United States District Court, Eastern District of Kentucky
Jun 28, 2023
Civil Action 2:19-CV-166 (WOB-CJS) (E.D. Ky. Jun. 28, 2023)

Opinion

Civil Action 2:19-CV-166 (WOB-CJS)

06-28-2023

MICHAEL H. PONDER, PLAINTIFF, v. HANS-PETER WILD, DEFENDANT.


MEMORANDUM OPINION AND ORDER

WILLIAM O. BERTELSMAN UNITED STATES DISTRICT JUDGE

This matter is before the Court on Plaintiff's Motion to Alter or Amend the Judgment pursuant to Federal Rule of Civil Procedure 59(e). (Doc. 144). Defendant opposes the Motion. (Doc. 145). The Court has carefully reviewed this matter and, being advised, will deny Plaintiff's Motion.

Factual and Procedural Background

Because the Court recited a detailed version of the facts in its prior Memorandum Opinion and Order, (Doc. 141), only a brief summary of the background of this case is necessary here. Plaintiff Michael Ponder was the CEO of WILD Flavors GmbH (“WILD Flavors”). (Doc. 7-1 ¶ 10). Defendant Dr. Hans-Peter Wild was the majority shareholder of WILD Flavors and served as the Chairman of its Board of Directors, making him Ponder's direct supervisor. (Doc. 130-5 at 2; Doc. 132 at 1).
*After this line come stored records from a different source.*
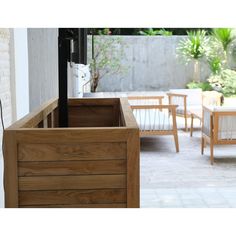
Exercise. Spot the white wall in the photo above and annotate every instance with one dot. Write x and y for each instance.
(21, 72)
(43, 65)
(152, 63)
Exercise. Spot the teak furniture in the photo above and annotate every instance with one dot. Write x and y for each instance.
(218, 128)
(155, 119)
(197, 113)
(92, 163)
(192, 99)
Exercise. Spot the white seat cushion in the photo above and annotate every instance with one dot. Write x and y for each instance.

Ponder alleges that, in November 2013, Wild told him:

We have to sell the company. Sell the company. I will pay you 3 million dollars. I will make sure that the promises that I've made to pay you the 3 million dollars
in the past, I will make sure it is done. But you need to sell the company. You need the premium. You need to get-protect my assets or protect [me] . . .
(Doc. 132 at 1-2; Doc. 132-2, Ponder Dep. at 99:12-18). Lezlie Gunn testified that she was present for that alleged conversation and that Wild did promise Ponder a personal bonus of $3 million in connection with the sale of the company. (Doc. 132-3, Gunn 6/8/21 Dep. at 124:3-8).
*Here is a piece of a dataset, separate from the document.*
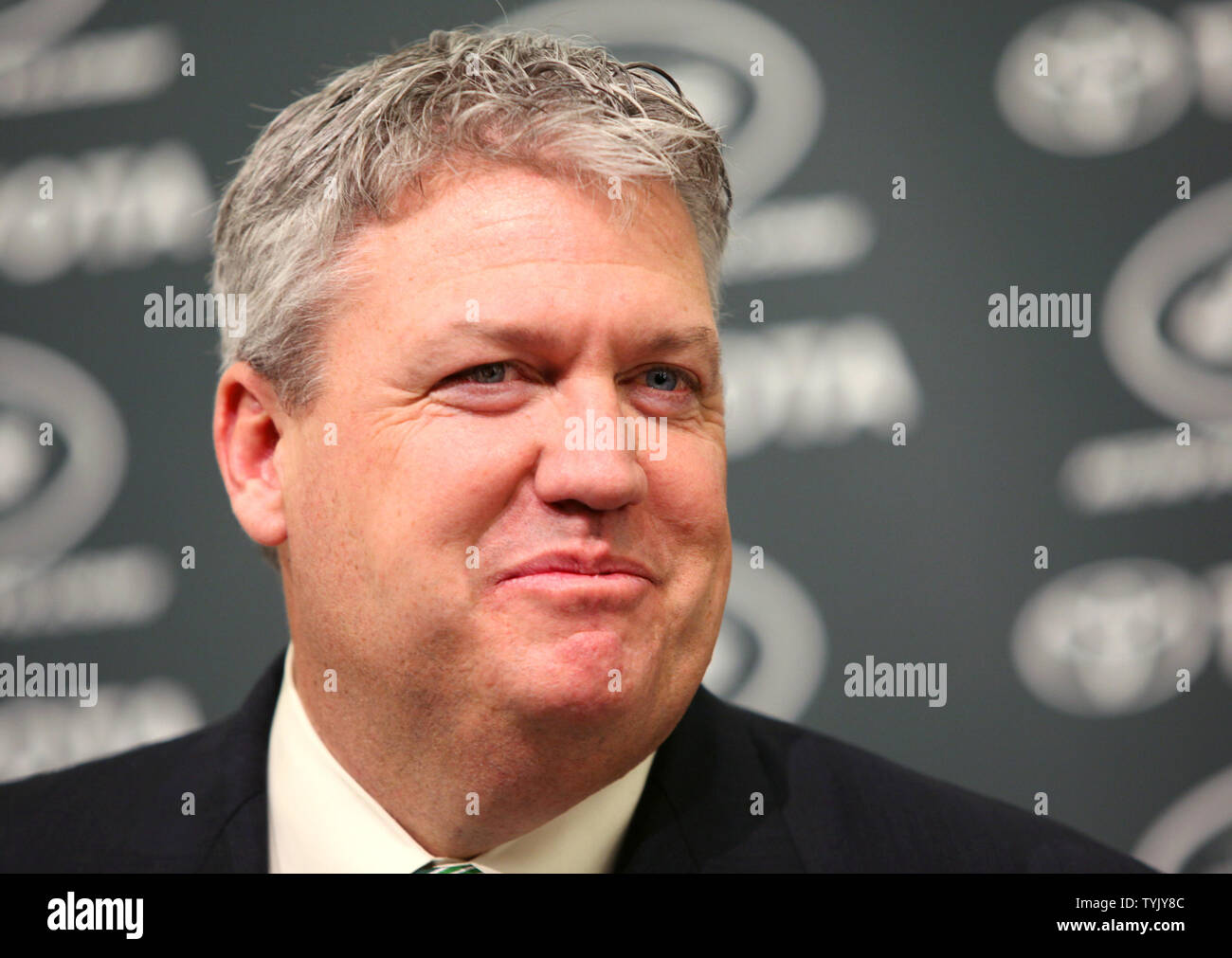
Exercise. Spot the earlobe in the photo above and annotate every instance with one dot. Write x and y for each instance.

On October 1, 2014, WILD flavors sold for over $3 billion, which was, according to Ponder, at least $1 billion over Wild's asking price. (Doc. 7-1 ¶ 18; Doc. 132 at 2). Shortly thereafter, Ponder alleged that Wild refused to wire him the $3 million he was owed. (Doc. 7-1 ¶ 32).
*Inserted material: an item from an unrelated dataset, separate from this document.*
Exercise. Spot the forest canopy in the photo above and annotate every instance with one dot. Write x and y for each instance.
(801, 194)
Accordingly, Ponder filed the instant case against Wild claiming breach of contract. (Id. ¶¶ 35-39). After the close of discovery, Wild filed a motion for summary judgment on the merits of Ponder's claim. (Doc. 130). This Court granted that motion, finding that Ponder could not demonstrate the existence of an enforceable contract with definite and certain terms and that the alleged contract lacked consideration. (Doc. 141 at 22-33). The Court then entered a corresponding judgment in Wild's favor. (Doc. 142).

Analysis

“Under Rule 59, a court may alter the judgment based on: ‘(1) a clear error of law; (2) newly discovered evidence; (3) an intervening change in controlling law; or (4) a need to prevent manifest injustice.'” Leisure Caviar, LLC v. U.S. Fish & Wildlife Serv., 616 F.3d 612, 615 (6th Cir. 2010) (quoting Intera Corp. v. Henderson, 428 F.3d 605, 620 (6th Cir. 2005)). A district court generally “has considerable discretion” to decide whether to grant a Rule 59 motion. Id. (citing Morse v. McWhorter, 290 F.3d 795, 799 (6th Cir. 2002)).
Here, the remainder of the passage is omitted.